The thing is that this company wants to know “how useful is the model”, which makes a lot of sense, but I’m unable to respond properly because of lack of knowledge and because my attempts to find an extrinsic metric for my Bayesian models (i.e., a metric that will tell us how good the model will perform overall in a business context) have been unsuccessful.

So my questions are:

  1. Do you know of an extrinsic metric that I could use in this case?
  2. I wrote down an idea that I had for an extrinsic metric but I’m not sure if it’s a sound proposal. Could you please comment on it?

Extrinsic metric proposal

Given that this company wants a model that gives a “recommendation” on if a pest control intervention should be carried out in a given week to avoid the economic threshold being surpassed on the next week, this proposed extrinsic metric aims to measure how often a model makes a “good” recommendation.

In the metric, so far named “Threshold Surpassing Accuracy”, a recommendation is considered ‘good’ when the model suggested to carry out a pest control intervention at time t, and stink bugs surpassed the economic threshold at t+1; or when the model did NOT suggest to carry out a pest control intervention at time t, and stink bugs did NOT surpass the economic threshold at t+1.

A recommendation is considered ‘bad’ when the opposite happens, i.e., the model recommends a control and threshold is not surpassed or model does not recommend a control and the threshold is surpassed.

The model will only recommend to carry out a pest control intervention when the likelihood of the population density surpassing the economic threshold in t + 1 is higher than 50% (or other percentage based on expert knowledge).

A good recommendation gives a score of +1 and a bad recommendation gives a score of +0.

The “Threshold Surpassing Accuracy” (TSA) metric is calculated as the total score divided by the total amount of recommendations.

The TSA metric is computed in a similar way as the Leave-Future-Out Cross-Validation algorithm ([1902.06281] Approximate leave-future-out cross-validation for Bayesian time series models ), i.e., model is trained with L sequential data points, an L + 1 forecast is made and a score is given based on the recommendation (good/bad) and the observed outcome in L + 1 (threshold was surpassed or not).
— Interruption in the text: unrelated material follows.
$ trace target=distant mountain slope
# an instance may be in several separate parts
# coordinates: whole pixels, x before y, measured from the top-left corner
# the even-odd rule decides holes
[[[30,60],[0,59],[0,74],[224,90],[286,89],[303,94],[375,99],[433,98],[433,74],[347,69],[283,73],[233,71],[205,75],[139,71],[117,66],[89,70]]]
The process is repeated for every possible L and then the final score is computed.

Best,
Francis

I would recommend thinking in dollars, like the company does.

If:

  • the cost of intervening pre-emptively is c_{pre}, and
  • intervening preemptively has a 100% success rate

then expected cost of intervening preemptively at period t is c_{pre}.

If:

  • the cost of intervening after infestation is c_{post}, and
  • the probability of infestation in period t+1 is p

then the expected cost of not intervening preemptively at t is p*c_{post} + (1-p)*0

So the company would intervene at t whenever c_{pre} < p*c_{post}

I would apply this logic in a cross-validation setting. Fit your model on 80% of the dataset. Use the fitted model to predict p for the holdout. Plug in placeholder values for c_{pre} and c_{post} (e.g. $20 and $100, or ask the company for guidance on this ratio), then simulate what the company would have done for the holdout crops. Did they save money by intervening preemptively on the right crops?

Thank you for your reply Dan!

The estimation of the actual loss in dollars is a little bit noisy, that’s why I proposed something sort of agnostic to that. But I’ll dive into that nonetheless.

About your question, they certainly save some money by intervening preemptively, but it’s also a costly procedure in terms of dollars and environment-wise. That’s why they are trying to achieve something more precise.